Véronique Monguillot est avec nous et je l'en remercie parce que ce n'est pas facile pour elle. En ce moment, c'est même terrible. Véronique Monguillot, bonjour.
Bonjour, monsieur.
Véronique, vous êtes l'épouse de Philippe, le conducteur de bus mortellement agressé dimanche soir à Bayonne. L'état de santé de votre époux est toujours le même, Véronique.

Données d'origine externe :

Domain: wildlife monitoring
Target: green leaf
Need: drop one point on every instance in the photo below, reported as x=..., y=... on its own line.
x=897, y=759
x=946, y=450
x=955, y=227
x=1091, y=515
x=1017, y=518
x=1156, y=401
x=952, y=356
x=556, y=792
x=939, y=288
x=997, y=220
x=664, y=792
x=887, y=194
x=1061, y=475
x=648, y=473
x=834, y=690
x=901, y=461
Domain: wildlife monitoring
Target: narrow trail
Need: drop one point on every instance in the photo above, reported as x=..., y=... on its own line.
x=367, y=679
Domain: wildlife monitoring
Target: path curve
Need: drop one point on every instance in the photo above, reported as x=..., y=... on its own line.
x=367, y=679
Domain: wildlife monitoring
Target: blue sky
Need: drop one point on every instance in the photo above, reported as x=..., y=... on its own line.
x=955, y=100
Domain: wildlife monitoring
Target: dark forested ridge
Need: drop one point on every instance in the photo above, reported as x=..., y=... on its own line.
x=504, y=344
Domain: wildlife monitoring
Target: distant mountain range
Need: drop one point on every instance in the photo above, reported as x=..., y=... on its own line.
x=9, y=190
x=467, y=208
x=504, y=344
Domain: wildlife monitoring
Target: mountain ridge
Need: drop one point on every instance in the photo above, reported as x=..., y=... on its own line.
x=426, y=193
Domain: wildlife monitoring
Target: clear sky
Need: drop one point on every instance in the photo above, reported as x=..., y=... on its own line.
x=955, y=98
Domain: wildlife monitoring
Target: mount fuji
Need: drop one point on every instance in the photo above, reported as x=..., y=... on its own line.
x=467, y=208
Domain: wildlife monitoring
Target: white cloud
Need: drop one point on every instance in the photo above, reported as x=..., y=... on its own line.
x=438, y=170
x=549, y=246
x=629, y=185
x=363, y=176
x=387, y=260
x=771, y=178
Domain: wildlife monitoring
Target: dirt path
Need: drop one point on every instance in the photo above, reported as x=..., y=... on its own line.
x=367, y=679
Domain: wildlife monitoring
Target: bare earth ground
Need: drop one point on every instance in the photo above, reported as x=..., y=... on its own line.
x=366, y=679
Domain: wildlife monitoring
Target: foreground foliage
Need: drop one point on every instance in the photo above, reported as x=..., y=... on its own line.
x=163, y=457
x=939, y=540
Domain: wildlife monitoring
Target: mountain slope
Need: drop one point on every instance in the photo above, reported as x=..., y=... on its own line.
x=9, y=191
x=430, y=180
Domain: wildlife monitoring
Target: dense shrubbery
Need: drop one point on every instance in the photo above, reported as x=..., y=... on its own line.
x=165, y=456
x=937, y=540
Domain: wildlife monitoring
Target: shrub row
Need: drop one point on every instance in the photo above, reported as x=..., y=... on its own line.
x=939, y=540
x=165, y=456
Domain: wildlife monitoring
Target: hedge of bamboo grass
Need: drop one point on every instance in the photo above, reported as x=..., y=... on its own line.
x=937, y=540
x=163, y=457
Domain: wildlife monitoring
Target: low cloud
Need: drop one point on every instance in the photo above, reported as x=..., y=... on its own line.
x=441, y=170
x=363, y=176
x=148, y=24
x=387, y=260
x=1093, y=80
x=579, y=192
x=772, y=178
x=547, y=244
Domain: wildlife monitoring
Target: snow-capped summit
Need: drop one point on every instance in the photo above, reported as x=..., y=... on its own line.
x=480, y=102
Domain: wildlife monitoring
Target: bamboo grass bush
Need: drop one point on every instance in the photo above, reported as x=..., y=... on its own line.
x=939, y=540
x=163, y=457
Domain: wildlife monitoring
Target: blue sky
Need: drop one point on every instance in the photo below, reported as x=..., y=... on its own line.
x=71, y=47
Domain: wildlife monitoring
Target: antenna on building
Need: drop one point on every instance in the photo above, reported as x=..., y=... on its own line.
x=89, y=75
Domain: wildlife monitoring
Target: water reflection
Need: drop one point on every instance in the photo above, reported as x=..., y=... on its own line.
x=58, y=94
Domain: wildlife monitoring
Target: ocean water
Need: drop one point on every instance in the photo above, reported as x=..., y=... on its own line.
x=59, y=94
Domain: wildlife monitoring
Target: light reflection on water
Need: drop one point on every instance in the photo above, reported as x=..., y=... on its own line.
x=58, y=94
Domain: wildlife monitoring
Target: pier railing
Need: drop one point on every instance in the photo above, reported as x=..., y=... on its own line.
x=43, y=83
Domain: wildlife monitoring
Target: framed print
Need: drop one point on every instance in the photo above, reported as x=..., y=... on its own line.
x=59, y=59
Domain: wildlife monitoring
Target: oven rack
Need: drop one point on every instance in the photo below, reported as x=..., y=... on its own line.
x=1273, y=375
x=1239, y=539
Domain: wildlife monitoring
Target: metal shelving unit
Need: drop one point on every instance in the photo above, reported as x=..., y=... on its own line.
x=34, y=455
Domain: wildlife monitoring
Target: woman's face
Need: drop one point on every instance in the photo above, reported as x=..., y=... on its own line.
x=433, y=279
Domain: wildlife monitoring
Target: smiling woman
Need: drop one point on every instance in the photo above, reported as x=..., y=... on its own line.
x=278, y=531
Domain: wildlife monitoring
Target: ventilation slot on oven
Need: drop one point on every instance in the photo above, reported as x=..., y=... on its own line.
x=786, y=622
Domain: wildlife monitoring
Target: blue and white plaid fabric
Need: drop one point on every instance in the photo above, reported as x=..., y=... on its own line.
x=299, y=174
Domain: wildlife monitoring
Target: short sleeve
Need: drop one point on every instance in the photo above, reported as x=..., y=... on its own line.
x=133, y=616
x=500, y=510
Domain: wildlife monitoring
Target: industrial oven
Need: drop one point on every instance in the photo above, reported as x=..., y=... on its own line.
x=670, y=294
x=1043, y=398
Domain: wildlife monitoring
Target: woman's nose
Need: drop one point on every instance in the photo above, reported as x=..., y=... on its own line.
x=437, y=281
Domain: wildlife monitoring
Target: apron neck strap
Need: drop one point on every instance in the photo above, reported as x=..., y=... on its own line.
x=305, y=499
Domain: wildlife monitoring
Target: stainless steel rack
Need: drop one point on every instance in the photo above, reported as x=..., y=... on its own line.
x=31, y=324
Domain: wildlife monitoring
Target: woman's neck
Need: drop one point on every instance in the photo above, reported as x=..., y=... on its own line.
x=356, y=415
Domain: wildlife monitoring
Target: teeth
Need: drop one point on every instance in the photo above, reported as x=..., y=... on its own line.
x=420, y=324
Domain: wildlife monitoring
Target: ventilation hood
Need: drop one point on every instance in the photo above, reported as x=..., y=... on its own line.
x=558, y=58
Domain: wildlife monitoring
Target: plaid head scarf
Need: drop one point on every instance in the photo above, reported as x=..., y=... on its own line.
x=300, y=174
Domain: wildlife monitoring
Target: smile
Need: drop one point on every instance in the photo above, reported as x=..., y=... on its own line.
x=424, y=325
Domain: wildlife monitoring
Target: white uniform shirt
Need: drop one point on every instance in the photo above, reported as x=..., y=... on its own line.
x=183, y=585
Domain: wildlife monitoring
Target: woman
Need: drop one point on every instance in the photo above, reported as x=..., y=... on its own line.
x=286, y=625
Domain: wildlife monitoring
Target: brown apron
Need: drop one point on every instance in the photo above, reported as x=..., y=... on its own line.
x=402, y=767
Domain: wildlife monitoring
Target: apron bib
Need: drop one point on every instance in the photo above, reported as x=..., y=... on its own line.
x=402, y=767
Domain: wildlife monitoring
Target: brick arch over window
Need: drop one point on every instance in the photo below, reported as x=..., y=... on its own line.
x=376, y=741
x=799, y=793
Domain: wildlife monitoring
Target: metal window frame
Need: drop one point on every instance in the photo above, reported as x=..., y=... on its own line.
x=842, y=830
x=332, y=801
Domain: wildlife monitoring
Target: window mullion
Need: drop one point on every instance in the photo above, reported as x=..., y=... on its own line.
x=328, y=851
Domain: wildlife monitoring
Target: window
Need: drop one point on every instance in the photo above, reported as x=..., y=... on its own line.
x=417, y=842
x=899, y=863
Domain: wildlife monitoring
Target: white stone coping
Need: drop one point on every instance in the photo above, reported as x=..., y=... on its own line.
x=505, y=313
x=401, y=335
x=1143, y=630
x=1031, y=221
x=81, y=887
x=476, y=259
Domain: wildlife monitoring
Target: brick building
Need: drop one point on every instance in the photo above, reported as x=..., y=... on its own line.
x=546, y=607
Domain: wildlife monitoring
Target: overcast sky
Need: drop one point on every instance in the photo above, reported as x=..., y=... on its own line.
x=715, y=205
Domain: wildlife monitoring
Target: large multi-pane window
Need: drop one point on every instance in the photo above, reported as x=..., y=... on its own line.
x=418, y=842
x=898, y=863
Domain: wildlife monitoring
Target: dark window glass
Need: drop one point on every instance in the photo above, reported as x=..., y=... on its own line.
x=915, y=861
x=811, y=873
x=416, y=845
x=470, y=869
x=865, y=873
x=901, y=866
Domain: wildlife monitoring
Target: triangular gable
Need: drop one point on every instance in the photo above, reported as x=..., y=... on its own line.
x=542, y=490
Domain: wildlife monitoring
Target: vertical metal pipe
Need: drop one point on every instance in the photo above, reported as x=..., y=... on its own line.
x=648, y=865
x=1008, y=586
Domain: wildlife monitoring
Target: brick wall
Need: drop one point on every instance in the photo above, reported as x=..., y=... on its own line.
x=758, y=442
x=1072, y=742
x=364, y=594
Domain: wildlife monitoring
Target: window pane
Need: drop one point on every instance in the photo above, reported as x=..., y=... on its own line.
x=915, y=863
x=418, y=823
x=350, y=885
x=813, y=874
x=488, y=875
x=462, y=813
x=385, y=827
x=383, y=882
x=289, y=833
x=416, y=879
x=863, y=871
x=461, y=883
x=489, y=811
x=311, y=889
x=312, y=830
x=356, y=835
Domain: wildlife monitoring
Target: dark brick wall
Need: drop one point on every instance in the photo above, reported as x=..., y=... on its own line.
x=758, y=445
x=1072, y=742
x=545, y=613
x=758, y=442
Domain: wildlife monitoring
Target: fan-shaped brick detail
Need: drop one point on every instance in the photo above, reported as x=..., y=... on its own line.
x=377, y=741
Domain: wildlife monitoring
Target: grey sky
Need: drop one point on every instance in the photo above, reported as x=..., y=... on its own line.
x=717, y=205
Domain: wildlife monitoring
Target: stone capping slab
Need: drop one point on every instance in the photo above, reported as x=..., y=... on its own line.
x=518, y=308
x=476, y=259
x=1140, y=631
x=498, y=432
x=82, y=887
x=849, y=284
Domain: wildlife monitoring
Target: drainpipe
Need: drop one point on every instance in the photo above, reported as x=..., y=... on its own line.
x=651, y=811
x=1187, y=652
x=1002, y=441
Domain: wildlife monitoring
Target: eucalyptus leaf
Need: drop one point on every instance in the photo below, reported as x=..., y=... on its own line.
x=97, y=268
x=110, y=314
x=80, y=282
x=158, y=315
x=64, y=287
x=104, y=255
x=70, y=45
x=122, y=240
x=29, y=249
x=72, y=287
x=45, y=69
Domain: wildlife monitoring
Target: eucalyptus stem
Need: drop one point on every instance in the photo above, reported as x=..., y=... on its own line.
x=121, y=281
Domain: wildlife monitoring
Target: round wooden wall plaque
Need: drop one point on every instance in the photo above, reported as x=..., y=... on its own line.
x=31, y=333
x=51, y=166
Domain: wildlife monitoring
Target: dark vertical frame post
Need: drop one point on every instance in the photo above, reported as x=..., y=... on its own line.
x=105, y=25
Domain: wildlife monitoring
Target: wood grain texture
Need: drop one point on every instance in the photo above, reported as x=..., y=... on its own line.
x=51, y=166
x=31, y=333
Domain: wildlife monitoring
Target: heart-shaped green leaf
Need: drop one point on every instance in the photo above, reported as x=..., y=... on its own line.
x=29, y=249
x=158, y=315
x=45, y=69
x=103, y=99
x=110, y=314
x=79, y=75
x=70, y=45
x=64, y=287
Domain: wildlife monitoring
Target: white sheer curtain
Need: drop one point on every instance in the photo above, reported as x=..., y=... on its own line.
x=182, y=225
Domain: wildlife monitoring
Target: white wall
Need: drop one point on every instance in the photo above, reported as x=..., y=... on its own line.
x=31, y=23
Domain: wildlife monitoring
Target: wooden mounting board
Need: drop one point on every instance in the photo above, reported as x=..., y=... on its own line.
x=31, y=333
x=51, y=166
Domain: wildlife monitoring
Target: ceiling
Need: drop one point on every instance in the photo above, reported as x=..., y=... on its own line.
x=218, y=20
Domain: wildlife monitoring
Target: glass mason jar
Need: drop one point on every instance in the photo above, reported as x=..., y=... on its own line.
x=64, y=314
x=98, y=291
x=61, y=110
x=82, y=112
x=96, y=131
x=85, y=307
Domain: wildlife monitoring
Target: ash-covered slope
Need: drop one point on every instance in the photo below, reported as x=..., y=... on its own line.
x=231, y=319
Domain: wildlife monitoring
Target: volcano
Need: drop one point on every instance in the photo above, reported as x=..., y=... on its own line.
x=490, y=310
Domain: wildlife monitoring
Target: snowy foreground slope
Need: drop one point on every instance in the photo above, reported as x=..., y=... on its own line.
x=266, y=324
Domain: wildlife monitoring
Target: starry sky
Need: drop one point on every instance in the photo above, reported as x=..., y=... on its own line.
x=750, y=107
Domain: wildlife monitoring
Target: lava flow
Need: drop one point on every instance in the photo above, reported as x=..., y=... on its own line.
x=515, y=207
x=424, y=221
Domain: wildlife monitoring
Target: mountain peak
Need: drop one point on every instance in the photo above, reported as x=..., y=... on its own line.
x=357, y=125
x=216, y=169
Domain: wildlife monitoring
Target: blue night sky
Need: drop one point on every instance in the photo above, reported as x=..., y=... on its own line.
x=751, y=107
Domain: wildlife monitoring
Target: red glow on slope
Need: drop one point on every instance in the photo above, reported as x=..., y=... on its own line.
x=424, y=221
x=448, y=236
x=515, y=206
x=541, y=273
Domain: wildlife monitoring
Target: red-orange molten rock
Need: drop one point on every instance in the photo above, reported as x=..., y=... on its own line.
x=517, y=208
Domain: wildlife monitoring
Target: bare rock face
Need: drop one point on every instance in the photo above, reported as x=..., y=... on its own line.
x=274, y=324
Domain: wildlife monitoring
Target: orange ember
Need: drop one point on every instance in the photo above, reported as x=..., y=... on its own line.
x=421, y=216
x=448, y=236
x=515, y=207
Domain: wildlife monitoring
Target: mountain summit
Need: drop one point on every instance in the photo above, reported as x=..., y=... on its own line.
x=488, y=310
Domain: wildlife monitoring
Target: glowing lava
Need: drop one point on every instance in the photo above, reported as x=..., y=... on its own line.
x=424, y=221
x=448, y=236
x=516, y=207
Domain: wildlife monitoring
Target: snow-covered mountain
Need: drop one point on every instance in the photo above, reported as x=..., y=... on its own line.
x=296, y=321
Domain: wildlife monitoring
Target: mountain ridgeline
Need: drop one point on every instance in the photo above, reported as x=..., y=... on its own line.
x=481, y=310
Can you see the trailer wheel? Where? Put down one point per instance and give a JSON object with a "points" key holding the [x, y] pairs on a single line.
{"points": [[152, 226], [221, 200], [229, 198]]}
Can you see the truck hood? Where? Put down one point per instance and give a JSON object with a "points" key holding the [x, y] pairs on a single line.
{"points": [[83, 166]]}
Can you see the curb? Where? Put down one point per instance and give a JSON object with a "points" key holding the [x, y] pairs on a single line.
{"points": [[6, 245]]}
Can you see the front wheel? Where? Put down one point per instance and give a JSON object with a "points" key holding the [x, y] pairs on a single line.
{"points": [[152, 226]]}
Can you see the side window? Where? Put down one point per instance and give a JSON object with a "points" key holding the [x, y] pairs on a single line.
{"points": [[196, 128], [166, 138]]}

Oui, oui, oui, son état est vraiment catastrophique. Vous savez, son cerveau a été tellement touché, il est sévèrement touché. On va dire qu'il n'a plus de cerveau, il n'a plus ses fonctions, ses fonctions vitales. Donc, c'est une question d'heures, je ne sais pas trop, je suis tellement perdue que, de toute manière, l'hôpital m'appelle, j'y vais, je prends ces nouvelles très régulièrement. Mais bon, ce que j'ai vu en réanimation, c'est terrible. C'est terrible, donc, je ne sais pas aujourd'hui, mais de toute manière, il ne restera pas.
Oui.
Il ne restera pas.
Oui. Véronique, l'agression de votre mari s'est déroulée dimanche. Il était un peu après 19h, il travaillait dimanche à l'arrêt de bus. Balichon, c'est un quartier populaire de Bayonne. Votre mari a été roué de coups. On ne sait pas exactement dans quelles circonstances. Est-ce que vous en savez plus que nous ?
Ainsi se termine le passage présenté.